Cyprus property The previous image was unrelated to the article published here in and as a result a more suitable selection has been made. Cypriots used to borrow a lot from banks. It is common to have several properties in Cyprus. This is about to change as the uncommon procedure of foreclosure of defaulted property is coming into force. The Cypriot economy was hit by the 2013 banking crisis leading to dissolution of the Laiki bank. Cyprus received a €10bn rescue package from the EU in exchange of implementing painful structured reforms in the banking sector and the economy as a whole. The Cypriot property industry has many shortfalls. Among them are a problem with title deeds (it usually takes about 6-8 years to obtain a title deed for a property) and inability of Cyprus banks to repossess mortgage defaulted properties. The later one was addressed during the bail-in and the Cyprus government had committed to implement it.
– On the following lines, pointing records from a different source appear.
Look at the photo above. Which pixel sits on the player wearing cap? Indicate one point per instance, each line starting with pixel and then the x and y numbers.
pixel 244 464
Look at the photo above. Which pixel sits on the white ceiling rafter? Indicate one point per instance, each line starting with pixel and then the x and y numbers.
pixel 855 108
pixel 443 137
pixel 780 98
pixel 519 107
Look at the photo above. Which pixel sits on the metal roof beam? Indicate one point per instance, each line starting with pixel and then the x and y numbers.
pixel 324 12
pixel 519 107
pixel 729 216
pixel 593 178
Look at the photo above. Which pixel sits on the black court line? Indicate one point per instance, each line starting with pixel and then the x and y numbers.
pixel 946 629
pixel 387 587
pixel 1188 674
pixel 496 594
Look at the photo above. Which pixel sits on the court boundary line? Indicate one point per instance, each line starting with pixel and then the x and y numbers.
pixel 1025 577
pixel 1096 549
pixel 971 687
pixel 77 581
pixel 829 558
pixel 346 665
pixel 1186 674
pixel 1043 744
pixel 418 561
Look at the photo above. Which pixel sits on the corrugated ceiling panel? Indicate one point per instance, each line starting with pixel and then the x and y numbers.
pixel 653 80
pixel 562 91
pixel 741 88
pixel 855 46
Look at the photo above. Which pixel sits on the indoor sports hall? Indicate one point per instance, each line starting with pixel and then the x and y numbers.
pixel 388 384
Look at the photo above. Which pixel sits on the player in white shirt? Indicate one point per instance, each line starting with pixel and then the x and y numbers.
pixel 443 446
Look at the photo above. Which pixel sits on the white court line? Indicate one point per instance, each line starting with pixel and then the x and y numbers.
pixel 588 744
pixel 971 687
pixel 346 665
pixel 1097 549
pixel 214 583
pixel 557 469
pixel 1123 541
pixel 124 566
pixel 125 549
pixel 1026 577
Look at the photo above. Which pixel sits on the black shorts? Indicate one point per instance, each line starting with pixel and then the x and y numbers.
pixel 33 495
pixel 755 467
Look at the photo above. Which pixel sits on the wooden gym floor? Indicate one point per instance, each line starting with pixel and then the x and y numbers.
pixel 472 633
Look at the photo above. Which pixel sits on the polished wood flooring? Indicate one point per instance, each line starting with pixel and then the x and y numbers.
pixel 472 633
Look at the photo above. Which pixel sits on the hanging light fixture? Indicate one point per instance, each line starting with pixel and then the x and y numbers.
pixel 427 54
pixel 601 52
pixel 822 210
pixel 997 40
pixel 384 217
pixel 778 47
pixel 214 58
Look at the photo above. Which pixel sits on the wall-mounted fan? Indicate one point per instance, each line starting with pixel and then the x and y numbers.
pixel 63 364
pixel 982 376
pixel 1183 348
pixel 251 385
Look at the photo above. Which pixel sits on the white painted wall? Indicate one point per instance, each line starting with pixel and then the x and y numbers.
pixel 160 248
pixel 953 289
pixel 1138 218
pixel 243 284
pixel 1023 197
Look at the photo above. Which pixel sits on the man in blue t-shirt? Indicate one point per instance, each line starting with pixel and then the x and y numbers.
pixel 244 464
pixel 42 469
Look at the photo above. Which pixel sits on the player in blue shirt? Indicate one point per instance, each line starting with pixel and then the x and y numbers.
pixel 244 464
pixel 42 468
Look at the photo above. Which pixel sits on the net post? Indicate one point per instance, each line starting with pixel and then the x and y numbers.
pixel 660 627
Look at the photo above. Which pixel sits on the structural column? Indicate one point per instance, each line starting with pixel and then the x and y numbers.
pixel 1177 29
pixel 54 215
Cyprus banks have a very high ratio of non-performing loans.
Cyprus banks have a very high ratio of non-performing loans (NPL). A total amount of NPL was about €26bn. NPL represents a serious threat to the Cyprus banking sector. If Cypriot banks press harder on NPL, the property prices could drop further. The property market was among the worst hit in Cyprus and down by about 40% comparing to its peak. Cyprus is well known for its mild sea climate attracting a number of tourists, offshore companies and a wide spectrum from the financial sector.